Sorry I can’t keep up at pace right now, statistics and numbers were never my cup of tea.

Yes.

Meaning a return between (daily r) +/- 1.58% with 68% confidence. CCR are normally distributed, are they not?

Alas, it is. It’s the standard deviation of the returns. That’s what I’m varying: the returns.

Alas, it doesn’t. The price can have a nonzero standard deviation even if the returns have zero standard deviation. They’re related, of course, but are not remotely the same thing.

Of course it doesn’t.

But it does mean that if you compound 180 such periods that are statidtically independent, you’ll get an ending price that’s pretty darned close to the beginning price increased at 2% per period.

Can you show me how the MCS does the path solving stock price? Are you using a normal distribution for CCR generations?

Consider a 180-day option. I create a normal distribution for the continuously compounded return with a mean of 1.9803% and a standard deviation of 30%. For each of the 180 days, a random return is selected from that normal distribution, and converted into a 1-day effective return. Those 180 daily effective returns are compounded to give the 180-day effective return. The spot price is increased by that 180-day effective return, giving an ending price.

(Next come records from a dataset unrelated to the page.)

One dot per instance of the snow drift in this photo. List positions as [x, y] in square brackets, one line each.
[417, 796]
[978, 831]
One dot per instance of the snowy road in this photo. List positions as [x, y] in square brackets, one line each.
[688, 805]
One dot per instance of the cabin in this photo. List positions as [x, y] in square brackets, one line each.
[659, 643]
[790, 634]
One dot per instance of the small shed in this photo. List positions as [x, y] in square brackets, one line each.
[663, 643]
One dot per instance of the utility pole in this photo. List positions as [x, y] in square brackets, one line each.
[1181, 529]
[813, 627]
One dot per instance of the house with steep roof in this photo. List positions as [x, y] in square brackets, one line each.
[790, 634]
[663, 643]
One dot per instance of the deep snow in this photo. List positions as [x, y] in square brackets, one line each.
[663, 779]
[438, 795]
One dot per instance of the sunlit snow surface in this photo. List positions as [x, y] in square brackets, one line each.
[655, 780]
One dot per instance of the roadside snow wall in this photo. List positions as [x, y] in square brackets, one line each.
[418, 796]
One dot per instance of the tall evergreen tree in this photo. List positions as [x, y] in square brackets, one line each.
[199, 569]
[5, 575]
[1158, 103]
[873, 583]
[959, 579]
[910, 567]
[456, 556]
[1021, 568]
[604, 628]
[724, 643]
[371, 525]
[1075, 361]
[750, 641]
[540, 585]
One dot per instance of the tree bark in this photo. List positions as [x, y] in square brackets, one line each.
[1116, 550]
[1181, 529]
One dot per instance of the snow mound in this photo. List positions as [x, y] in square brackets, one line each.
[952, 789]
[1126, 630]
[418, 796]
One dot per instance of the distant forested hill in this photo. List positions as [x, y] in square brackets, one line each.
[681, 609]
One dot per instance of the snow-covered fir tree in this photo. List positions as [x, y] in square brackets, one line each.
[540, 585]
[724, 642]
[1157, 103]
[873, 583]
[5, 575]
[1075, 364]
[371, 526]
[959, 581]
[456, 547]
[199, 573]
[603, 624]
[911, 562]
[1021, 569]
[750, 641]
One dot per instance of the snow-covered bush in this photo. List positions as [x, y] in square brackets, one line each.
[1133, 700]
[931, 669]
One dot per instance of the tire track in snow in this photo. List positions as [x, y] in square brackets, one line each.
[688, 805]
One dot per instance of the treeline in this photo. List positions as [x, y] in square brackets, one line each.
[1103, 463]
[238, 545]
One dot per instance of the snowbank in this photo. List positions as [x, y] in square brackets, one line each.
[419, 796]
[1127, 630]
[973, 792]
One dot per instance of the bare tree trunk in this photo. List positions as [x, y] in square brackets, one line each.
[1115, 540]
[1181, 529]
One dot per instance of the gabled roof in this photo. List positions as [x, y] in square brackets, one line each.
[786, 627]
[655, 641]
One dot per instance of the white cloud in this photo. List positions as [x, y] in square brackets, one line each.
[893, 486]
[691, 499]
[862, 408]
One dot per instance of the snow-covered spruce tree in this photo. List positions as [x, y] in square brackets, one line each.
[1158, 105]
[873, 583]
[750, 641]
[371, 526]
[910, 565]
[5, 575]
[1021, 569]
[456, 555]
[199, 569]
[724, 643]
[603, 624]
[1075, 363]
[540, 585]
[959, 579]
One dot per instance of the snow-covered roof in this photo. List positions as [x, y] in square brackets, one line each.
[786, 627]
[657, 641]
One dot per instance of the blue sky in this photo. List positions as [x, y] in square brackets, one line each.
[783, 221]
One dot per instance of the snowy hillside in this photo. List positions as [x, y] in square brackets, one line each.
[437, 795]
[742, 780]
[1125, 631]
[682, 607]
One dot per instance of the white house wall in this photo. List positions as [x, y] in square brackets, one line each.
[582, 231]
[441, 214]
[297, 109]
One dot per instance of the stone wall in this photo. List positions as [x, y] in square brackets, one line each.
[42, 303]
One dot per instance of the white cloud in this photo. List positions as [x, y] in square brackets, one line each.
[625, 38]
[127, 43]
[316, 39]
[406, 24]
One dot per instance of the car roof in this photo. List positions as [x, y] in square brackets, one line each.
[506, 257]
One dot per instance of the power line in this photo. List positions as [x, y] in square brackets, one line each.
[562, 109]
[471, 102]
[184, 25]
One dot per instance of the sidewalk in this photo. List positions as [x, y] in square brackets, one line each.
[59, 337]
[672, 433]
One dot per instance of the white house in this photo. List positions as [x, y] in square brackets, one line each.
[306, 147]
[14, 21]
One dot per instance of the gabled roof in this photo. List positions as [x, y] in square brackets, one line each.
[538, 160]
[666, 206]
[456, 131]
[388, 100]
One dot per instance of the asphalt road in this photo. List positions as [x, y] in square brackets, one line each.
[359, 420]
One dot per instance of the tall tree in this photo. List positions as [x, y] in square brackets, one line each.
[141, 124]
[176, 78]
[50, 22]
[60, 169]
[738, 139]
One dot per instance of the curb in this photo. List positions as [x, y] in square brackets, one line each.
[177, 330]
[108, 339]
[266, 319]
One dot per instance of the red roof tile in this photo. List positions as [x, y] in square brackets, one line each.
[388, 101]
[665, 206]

This process is repeated 100,000 times to get a distribution of ending prices. The percentage of those ending prices that are above the strike price is the probability that the option will be executed.

I’ve made a quick excel simulation, using a mean of 0.05, sigma of 1.58, and a random generator.

For 20 iterations (because I have to do this manually), the probability was 35%.

mixed up the input boxes. it was a 185day option with 20stock price, 20.67 strike.

anyhow, from the same website…

http://www.fintools.com/resources/online-calculators/probabilitycalc/

start price : 19.36

vol : 30%

i = 2%

target : 20

result (p > 20) : 41.57% which is a mile away from 2% as i’m sure you’d agree

+1 for 41.6%

I believe this is where the mix up happens

You are using a μ of 1.98 and a σ of 0.3, while you should be doing 1.98 and 30.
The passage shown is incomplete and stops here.